A landmark report released last week in Paris makes it very clear that climate change is under way, that it is a result in part of human activity and that it is likely reversible to a degree.
The three-year study, by the Intergovernmental Panel on Climate Change, leaves little or no room for squirming away from its conclusions. The panel falls under the oversight of the United Nations Environment Program and the World Meteorological Organization and involves hundreds of scientists and analysts from some 112 countries in its work. The new assessment is the fourth offered by the panel, after previous studies in 1990, 1995 and 2001. Each has been firmer in the conclusions it offered.
The study offers evidence that documents a buildup of heat-trapping gases -- so-called greenhouse gases -- in the atmosphere, largely a result of burning oil and coal. It notes that 11 of the 12 warmest years on record have occurred since 1995, although evidence is lacking that the current increase in temperature is permanent rather than cyclical. The report notes that the world's sea level rose by 6 to 9 inches in the 20th century, and it projects a rise of 7 inches to 2 feet in the 21st century. Arctic sea ice has declined by 2.7 percent since 1972, and Greenland is melting.

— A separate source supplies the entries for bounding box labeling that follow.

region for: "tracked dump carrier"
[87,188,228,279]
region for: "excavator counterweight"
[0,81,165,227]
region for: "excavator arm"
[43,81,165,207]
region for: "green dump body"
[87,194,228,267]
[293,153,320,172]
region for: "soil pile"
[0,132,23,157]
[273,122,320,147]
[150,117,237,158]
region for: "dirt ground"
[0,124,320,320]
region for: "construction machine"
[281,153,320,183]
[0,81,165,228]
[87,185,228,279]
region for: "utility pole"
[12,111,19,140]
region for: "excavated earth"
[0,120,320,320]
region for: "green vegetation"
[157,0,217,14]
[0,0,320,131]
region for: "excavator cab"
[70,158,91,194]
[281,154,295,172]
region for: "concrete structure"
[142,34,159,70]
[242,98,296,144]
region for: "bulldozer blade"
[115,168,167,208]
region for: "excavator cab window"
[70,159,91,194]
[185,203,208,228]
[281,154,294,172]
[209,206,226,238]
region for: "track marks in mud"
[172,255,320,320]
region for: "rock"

The panel judges that results of the buildup of greenhouse gases will include warmer temperatures, rising sea levels and changes in weather patterns. The United States, with 5 percent of the world's population, produces about 25 percent of the heat-trapping gases. China is second.
Opposition to doing something about this phenomenon falls roughly into three categories: nonbelievers in the science; people who believe but are too frozen to act, like deer in the headlights; and businesses that don't want to adopt more expensive energy sources, backed up by their political thralls. The panel's report will heap more science on the matter to address the reservations of the first group. The second group, which accepts that the trouble is coming but believes that what can be done will be too little to make a difference, is hard to deal with. This is the same group that says all of this will happen after we are long gone.
The third group of opposition to trying to reverse or reduce global warming is found embedded in the Bush administration, sometimes trying to modify scientific reports emanating from the U.S. government or from American academic figures, and is prompted for the most part by American business interests, specifically the oil and coal industries.
The panel's summary report and the more detailed analysis to follow make it more difficult for the U.S. government to do nothing. Maybe it will take years and years of catastrophic storms or rising seas that wash away their houses at the beach to catch the attention of America's moguls. By that time, of course, it will be, if not too late, much later in the game and the problem will be even harder to deal with than it is today.
The panel's report makes it very clear that this particular bell tolls for us and calls for serious action now.